關外,宣鎮朔州城外。
野草萋萋亂葬崗,了塵現在就帶著雲華還有雲狐子在這片亂葬崗裏穿行。白骨露於野,這些可憐人顯然連起碼的入土為安也沒有得到。一直在這片亂草叢生的地方屍骨受著每天的風吹雨淋。
“師父。我們在找什麽,我們先回去吧?”顯然即使是大白天,雲華也對這一大片到處了白骨亂墳的地方接受不能。

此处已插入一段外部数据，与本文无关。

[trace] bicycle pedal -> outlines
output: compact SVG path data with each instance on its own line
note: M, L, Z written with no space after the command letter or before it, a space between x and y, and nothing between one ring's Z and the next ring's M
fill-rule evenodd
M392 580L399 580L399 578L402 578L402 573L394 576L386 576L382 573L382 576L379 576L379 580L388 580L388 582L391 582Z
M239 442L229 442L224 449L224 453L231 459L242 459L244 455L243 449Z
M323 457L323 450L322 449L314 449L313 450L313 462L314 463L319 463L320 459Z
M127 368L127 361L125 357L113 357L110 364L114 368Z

“就這裏了。”了塵在一具殘缺的白骨前停了下來道了聲“度人無量天尊”。便拿起一個骨壇將那具殘缺的白骨收斂了起來。白骨上累累的齒痕顯示著這具屍骨所遭遇的一切。白骨四散,了塵轉了大半天,才將一副完整的骸骨收斂了起來。
“走吧”。了塵托起骨壇道。
“師父,這個是誰啊?”雲華好奇地問到。
“一個可憐人,一個可憐的母親心心盼望的兒子。”了塵有些沉痛地道。出家人看淡生死。卻無法勘破七情。若大道盡頭真的便是無欲無情,那修仙豈不就是為了變成一塊石頭。至少了塵是不願意的。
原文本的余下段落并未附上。